Editor’s Note: For the latest Making Sen$e report, economics correspondent Paul Solman traveled to Detroit, home of two iconic U.S. corporations: Ford and General Motors. There, he spoke with with University of Michigan’s Gerald Davis about the disappearing American corporation and what it means for the economy going forward.

Below, we have one of a series of excerpts we’ll be publishing from Davis’s new book, “The Vanishing American Corporation: Navigating the Hazards of a New Economy,” on the rise and fall of the American corporation. For more on the topic, tune in to tonight’s Making Sen$e report, which airs every Thursday on the PBS NewsHour.

— Kristen Doerer, Making Sen$e Editor


To a greater degree than almost any other country, the United States has had a corporatized economy for generations. From early on in the 20th century, corporations controlled most of the nation’s economic assets and employed the bulk of the labor force.

Individual corporations dwarfed the size of other social institutions. In 1910, U.S. Steel’s assets were far larger than the federal government’s annual budget. By 1930, a mere 200 corporations controlled half of the nation’s corporate assets. Commentators at the time stated that corporations were more similar to nation-states than to traditional family-owned businesses. When General Motors’s CEO (and later secretary of defense) told Congress in 1953 that “what was good for the country was good for General Motors, and vice versa,” it was not meant arrogantly or sarcastically. The health of the economy and the health of the largest corporations were inextricably tied. To a great extent, particularly after the Second World War, the largest corporations were the economy.

READ MORE: Column: What’s behind these big merger deal busts?

But if the corporation is the foundation of the American economy, we need to be concerned. GM had about as many employees in 2015 as it did in 1928, which was just one-fourth of its size in the 1980s. Its total North American workforce today is about as large as the number employed at Ford’s famous River Rouge plant in the 1930s.

Jerry Davis - employment at GM

An optimist might suggest that those jobs have simply shifted to other, growing industries, such as computers and electronics. Yet according to the Bureau of Labor Statistics, employment in the computer and electronics industry has actually shrunk dramatically since 2000, dropping 750,000 American jobs. And how about telecommunications and information services? Nope. There is about 1 million fewer jobs in that sector in 2013 than in 2000.

Jerry Davis - US employment in computer jerry Davis - employment in information sector

In fact, the number of public corporations has collapsed in recent years, as shown below. The U.S. in 2012 had less than half as many public corporations as it did in 1997. As we will see, this is not simply due to consolidation and mergers. Westinghouse, ITT, Eastman Kodak, Circuit City, Blockbuster, Borders, Lehman Brothers, Washington Mutual and many other household names are gone (or mere stubs of their former selves), and they are not coming back.

Jerry Davis - Listed companies

The corporation is not an eternal institution, but a transient one, at least in the long sweep of history. Corporations survive if they have an economic rationale and their revenues can cover their expenses.
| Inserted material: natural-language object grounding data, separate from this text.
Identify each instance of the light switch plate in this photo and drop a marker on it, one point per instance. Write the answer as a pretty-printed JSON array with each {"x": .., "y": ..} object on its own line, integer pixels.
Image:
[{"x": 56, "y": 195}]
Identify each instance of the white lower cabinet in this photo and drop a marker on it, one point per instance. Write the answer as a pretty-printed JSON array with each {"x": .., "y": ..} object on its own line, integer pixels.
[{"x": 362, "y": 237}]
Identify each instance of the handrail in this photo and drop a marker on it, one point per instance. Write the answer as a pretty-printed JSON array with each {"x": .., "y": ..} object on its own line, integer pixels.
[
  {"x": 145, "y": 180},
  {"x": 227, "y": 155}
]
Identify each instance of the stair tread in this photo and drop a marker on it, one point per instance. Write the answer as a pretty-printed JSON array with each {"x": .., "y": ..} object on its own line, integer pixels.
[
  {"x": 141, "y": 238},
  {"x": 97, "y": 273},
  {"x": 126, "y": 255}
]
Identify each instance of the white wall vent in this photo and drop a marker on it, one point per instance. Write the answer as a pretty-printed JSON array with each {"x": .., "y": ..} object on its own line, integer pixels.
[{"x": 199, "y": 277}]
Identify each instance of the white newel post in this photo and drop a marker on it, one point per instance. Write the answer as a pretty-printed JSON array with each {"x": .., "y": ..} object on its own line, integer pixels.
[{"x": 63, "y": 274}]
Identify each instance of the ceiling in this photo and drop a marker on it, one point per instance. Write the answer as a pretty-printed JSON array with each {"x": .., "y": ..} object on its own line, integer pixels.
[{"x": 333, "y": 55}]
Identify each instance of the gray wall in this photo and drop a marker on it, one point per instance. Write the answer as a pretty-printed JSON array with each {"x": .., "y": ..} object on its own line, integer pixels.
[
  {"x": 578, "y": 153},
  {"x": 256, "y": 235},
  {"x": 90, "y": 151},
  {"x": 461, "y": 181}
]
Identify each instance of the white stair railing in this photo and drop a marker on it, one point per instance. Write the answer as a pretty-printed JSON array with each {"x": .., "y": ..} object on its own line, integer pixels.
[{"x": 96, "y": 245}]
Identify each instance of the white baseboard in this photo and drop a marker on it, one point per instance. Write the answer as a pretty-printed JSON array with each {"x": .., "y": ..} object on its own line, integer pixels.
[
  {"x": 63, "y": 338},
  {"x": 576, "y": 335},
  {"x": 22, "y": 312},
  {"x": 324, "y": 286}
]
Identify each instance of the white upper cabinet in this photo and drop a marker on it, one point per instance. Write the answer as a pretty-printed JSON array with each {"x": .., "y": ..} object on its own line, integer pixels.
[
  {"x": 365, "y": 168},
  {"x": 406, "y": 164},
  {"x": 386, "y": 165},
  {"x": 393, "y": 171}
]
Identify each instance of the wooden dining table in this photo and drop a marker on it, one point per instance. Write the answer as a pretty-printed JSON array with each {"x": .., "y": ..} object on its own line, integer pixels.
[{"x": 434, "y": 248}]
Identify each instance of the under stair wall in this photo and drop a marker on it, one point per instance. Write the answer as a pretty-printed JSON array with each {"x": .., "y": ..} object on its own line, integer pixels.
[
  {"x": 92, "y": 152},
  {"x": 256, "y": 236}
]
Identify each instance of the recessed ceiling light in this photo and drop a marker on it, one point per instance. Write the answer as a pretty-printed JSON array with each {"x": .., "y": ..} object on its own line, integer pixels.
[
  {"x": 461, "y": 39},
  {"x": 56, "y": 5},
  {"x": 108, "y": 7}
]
They are not supernatural beings like vampires (their unlimited lifespan notwithstanding). If they can’t cover their costs, and there are better ways of doing what corporations did, they will eventually die. If Netflix, with 3,700 employees, can provide videos more cost effectively than Blockbuster, which had over 80,000 employees in 2004, then Blockbuster will perish. As we will see, the winner need not be a corporation, or even a for-profit business: If Wikipedia does a better job than Encyclopedia Britannica, then the 240-year-old institution will close (unless it finds a sugar daddy indifferent to profit). There is no crying in baseball, and there is no sentimentality in the corporate world.

The major claim of “The Vanishing American Corporation” is that the public corporation fit well with the requirements for doing business in the 20th century, but is an increasingly bad fit for 21st century business. Corporations are tools for getting things done under particular circumstances, like monarchies, or diesel trucks. Although we might treat the corporation with reverence as a social institution, like the church or the family, it is primarily an economic institution, and one whose time — at least in many domains of economic life — may have passed.